275 cases of it out of 8 billion people does not a pandemic make
And right up until the flu pandemic of 1918 killed millions of people, it wasn't a pandemic either. Do you approach everything in life with a "we'll deal with it after it happens" strategy? Sometimes that's not as effective. Like, when you can't pay your employees after 1/1/2000, or you're dead from a highly contagious virus and whatnot.
Don't disappoint your bird dog. Go to the range.
That is part of the problem, people thinking they know what they are talking about, but that know squat about the topic.
1.-A responsible government does multitasking. It will have to worry about the citizens' health, but also about the economy keep moving. The amount of people dying would not justify a complete shutdown of all productive activities.
2.- Bird flu is dangerous because it has proben to infect humans, generally with high index of mortality. This by itself is not a problem. The problem is that virus mutate (don't believe idiotic creationists and the like), and eventually one will find a mutation that will allow infection from human to human. I hope you have not forgotten that this virus is highly lethal.
3.- Your cavalier attitude parades your ignorance. You will not need your parrot to get infected, any person infected could infect you in case a pandemic takes place.
4.- If you think all is hype you clearly need to broaden your education, it is sorely lacking.
IANAL but write like a drunk one.
No, the poster is exactly right. The bird flu is the new Y2K. That is, lots of people who know what they are doing are working hard at mitigating the risks while the press jabbers on blindly with scare stores.

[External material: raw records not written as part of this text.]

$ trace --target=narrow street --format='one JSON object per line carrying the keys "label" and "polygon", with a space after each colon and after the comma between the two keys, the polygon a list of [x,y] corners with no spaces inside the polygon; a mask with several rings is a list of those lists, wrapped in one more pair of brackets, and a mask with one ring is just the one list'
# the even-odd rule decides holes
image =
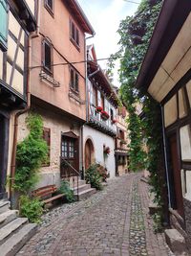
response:
{"label": "narrow street", "polygon": [[173,255],[163,235],[153,232],[148,185],[140,177],[117,177],[89,199],[47,213],[17,256]]}

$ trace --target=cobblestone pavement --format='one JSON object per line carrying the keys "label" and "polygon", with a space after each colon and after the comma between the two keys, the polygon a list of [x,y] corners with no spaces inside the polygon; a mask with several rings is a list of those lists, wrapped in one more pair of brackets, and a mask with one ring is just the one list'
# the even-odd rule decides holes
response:
{"label": "cobblestone pavement", "polygon": [[141,174],[108,182],[89,199],[47,213],[17,256],[169,256],[163,234],[153,233],[148,185]]}

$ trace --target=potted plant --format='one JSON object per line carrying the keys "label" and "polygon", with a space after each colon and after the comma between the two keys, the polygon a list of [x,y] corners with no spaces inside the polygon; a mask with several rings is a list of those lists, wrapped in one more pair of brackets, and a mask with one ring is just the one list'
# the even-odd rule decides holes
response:
{"label": "potted plant", "polygon": [[101,112],[103,110],[103,107],[98,105],[96,106],[96,112]]}
{"label": "potted plant", "polygon": [[120,144],[127,144],[127,142],[125,140],[121,139]]}
{"label": "potted plant", "polygon": [[105,147],[105,148],[103,149],[103,153],[104,153],[105,155],[109,155],[109,154],[110,154],[110,147]]}
{"label": "potted plant", "polygon": [[101,118],[102,118],[103,120],[107,120],[109,117],[110,117],[110,116],[109,116],[108,112],[106,112],[106,111],[104,111],[104,110],[101,110]]}

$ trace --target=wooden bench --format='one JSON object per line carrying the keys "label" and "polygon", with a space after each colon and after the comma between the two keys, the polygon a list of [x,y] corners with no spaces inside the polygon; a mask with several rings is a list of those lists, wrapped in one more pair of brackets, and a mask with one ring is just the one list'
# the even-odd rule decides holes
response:
{"label": "wooden bench", "polygon": [[45,187],[38,188],[32,192],[32,197],[39,198],[44,204],[56,200],[64,197],[64,194],[58,194],[53,196],[53,193],[57,191],[55,185],[49,185]]}

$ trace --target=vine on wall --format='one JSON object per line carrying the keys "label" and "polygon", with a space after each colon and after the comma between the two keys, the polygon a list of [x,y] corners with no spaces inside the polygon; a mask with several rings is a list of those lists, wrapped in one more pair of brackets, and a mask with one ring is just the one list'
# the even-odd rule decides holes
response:
{"label": "vine on wall", "polygon": [[42,136],[41,116],[31,113],[26,124],[30,133],[17,145],[14,189],[27,195],[38,181],[38,170],[47,159],[48,147]]}
{"label": "vine on wall", "polygon": [[[115,60],[120,58],[120,97],[129,112],[127,124],[131,140],[130,170],[139,171],[146,168],[150,172],[150,184],[156,196],[155,200],[162,206],[162,186],[165,182],[161,175],[160,108],[157,102],[149,96],[142,96],[135,87],[161,2],[161,0],[143,0],[134,16],[127,16],[120,22],[118,29],[120,49],[111,56],[108,73],[114,68]],[[143,119],[138,113],[138,105],[142,106]],[[147,153],[143,151],[143,138],[146,138]]]}

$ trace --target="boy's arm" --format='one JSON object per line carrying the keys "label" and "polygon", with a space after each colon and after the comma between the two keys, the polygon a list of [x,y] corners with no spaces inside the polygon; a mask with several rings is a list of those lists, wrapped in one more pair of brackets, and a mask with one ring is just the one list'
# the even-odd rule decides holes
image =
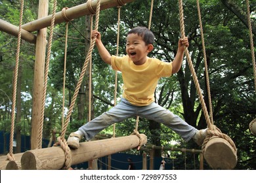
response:
{"label": "boy's arm", "polygon": [[186,37],[184,39],[180,39],[179,40],[178,51],[172,63],[173,74],[178,73],[178,71],[180,70],[181,65],[182,64],[182,60],[184,57],[184,46],[188,47],[188,40]]}
{"label": "boy's arm", "polygon": [[96,31],[92,32],[92,39],[96,37],[95,44],[102,59],[106,63],[111,65],[111,55],[101,41],[100,33]]}

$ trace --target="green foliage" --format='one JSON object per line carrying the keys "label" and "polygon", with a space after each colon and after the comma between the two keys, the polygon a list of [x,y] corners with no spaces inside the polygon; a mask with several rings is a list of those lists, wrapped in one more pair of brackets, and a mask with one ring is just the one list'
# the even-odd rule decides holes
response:
{"label": "green foliage", "polygon": [[[168,62],[174,59],[177,42],[181,37],[177,1],[155,1],[151,30],[156,39],[154,50],[149,56]],[[196,1],[183,1],[185,33],[190,41],[188,50],[205,101],[208,105]],[[233,1],[240,10],[245,12],[244,1]],[[255,11],[255,0],[250,1],[251,10]],[[250,134],[248,125],[256,118],[256,97],[253,86],[255,78],[253,75],[248,30],[244,23],[223,5],[221,1],[200,0],[200,3],[215,124],[230,136],[237,146],[238,163],[236,169],[255,169],[255,137]],[[51,14],[52,3],[50,2],[49,14]],[[72,7],[81,3],[79,1],[61,1],[58,3],[57,11],[60,11],[62,7]],[[13,25],[18,25],[19,7],[18,1],[1,1],[0,18]],[[121,7],[119,55],[125,54],[126,34],[130,29],[137,25],[148,26],[150,8],[150,1],[145,0],[135,1]],[[36,20],[37,9],[38,1],[26,1],[23,24]],[[251,20],[255,21],[253,19]],[[103,43],[112,55],[116,54],[117,46],[117,8],[109,8],[100,12],[98,31],[101,33]],[[65,116],[87,55],[85,50],[88,45],[86,32],[89,27],[85,25],[85,18],[81,17],[73,20],[68,26]],[[65,31],[65,23],[55,25],[45,112],[44,137],[47,139],[50,137],[51,130],[61,129]],[[11,122],[12,78],[16,41],[16,37],[0,33],[0,127],[1,129],[7,131],[9,130]],[[34,45],[22,41],[20,65],[22,70],[22,118],[20,125],[23,133],[29,133],[31,126],[34,53]],[[115,72],[110,65],[101,60],[96,49],[94,49],[92,58],[93,94],[96,97],[93,98],[93,112],[96,117],[114,105]],[[117,97],[119,99],[122,92],[120,73],[117,74]],[[88,94],[84,92],[87,91],[85,86],[87,83],[87,75],[83,80],[85,84],[79,91],[80,97]],[[186,62],[184,61],[182,69],[177,74],[159,81],[155,94],[156,103],[184,118],[190,125],[198,129],[206,127],[191,72]],[[87,122],[88,107],[84,108],[86,114],[83,119],[79,119],[78,111],[80,104],[76,102],[68,132],[76,131]],[[131,118],[117,124],[117,136],[130,135],[135,129],[135,118]],[[166,127],[154,124],[146,119],[140,119],[139,130],[140,133],[147,135],[149,143],[171,146],[171,142],[175,141],[178,142],[175,145],[177,147],[199,148],[192,142],[185,143]],[[102,133],[112,133],[112,127],[109,127]],[[187,154],[186,156],[187,159],[194,159],[193,155]],[[171,156],[175,159],[177,166],[181,169],[184,167],[184,154],[171,152]],[[198,161],[197,158],[195,159],[196,162]],[[193,163],[187,165],[190,166],[188,169],[194,169]],[[206,167],[206,169],[208,167]]]}

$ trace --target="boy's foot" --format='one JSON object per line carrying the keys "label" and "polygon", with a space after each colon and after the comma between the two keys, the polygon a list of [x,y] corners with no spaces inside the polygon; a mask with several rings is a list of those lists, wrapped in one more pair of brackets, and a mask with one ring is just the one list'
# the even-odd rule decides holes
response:
{"label": "boy's foot", "polygon": [[68,138],[67,143],[70,148],[77,149],[79,146],[79,141],[82,139],[83,136],[75,133],[72,133]]}
{"label": "boy's foot", "polygon": [[206,129],[198,130],[198,132],[196,132],[195,135],[194,135],[194,137],[193,137],[194,141],[200,146],[201,146],[203,144],[204,139],[205,139],[205,137],[206,137],[207,129],[206,128]]}

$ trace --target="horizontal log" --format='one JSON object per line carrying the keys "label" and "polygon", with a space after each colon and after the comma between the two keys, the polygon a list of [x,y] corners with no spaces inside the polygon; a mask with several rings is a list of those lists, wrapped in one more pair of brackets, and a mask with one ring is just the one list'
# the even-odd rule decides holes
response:
{"label": "horizontal log", "polygon": [[[146,143],[146,136],[140,134],[141,145]],[[78,149],[71,149],[72,165],[98,158],[134,148],[140,144],[137,135],[80,143]],[[64,166],[64,152],[60,146],[29,150],[21,159],[23,170],[57,170]]]}
{"label": "horizontal log", "polygon": [[213,169],[231,170],[236,165],[236,152],[227,141],[217,136],[206,143],[203,155]]}
{"label": "horizontal log", "polygon": [[[0,19],[0,31],[18,37],[18,27]],[[37,41],[35,35],[24,29],[22,29],[21,39],[33,44],[35,44]]]}
{"label": "horizontal log", "polygon": [[18,170],[20,169],[20,159],[23,152],[13,154],[15,160],[10,161],[7,159],[7,156],[0,157],[0,170]]}
{"label": "horizontal log", "polygon": [[[135,0],[122,0],[123,3],[131,3]],[[101,0],[100,1],[100,10],[107,9],[112,7],[120,6],[120,1],[117,0]],[[97,1],[94,0],[91,1],[91,7],[94,10],[96,8]],[[65,14],[67,18],[70,20],[77,18],[85,15],[92,14],[88,3],[85,3],[68,9],[66,9]],[[52,15],[37,19],[28,24],[24,24],[22,29],[29,31],[33,32],[51,25]],[[66,20],[62,16],[62,12],[58,12],[55,14],[54,23],[56,24],[65,22]]]}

The thing that people don't seem to realize about "bird flu" is that its really just one part of a larger issue. No one really knows if it will make the jump to human-to-human transmission. The people who know what the hell they are doing are doing their best to reduce that chance. (By preventing bird-to-human infections.) But the larger issue is that an entirely different disease that is currently neither known nor tracked could do the same thing. The chance of some other unknown disease becoming a pandemic is probably more likely than that of "bird flu" becoming a pandemic.
If "bird flu" never comes to anything, it may well be precisely because a lot of doctors and biologists worked very hard to prevent it. And if "bird flu" never comes to anything, the press will probably ignorantly blather on about how maybe the original fears were overblown just like today they are blathering on with panic and scare stories. Just like Y2K.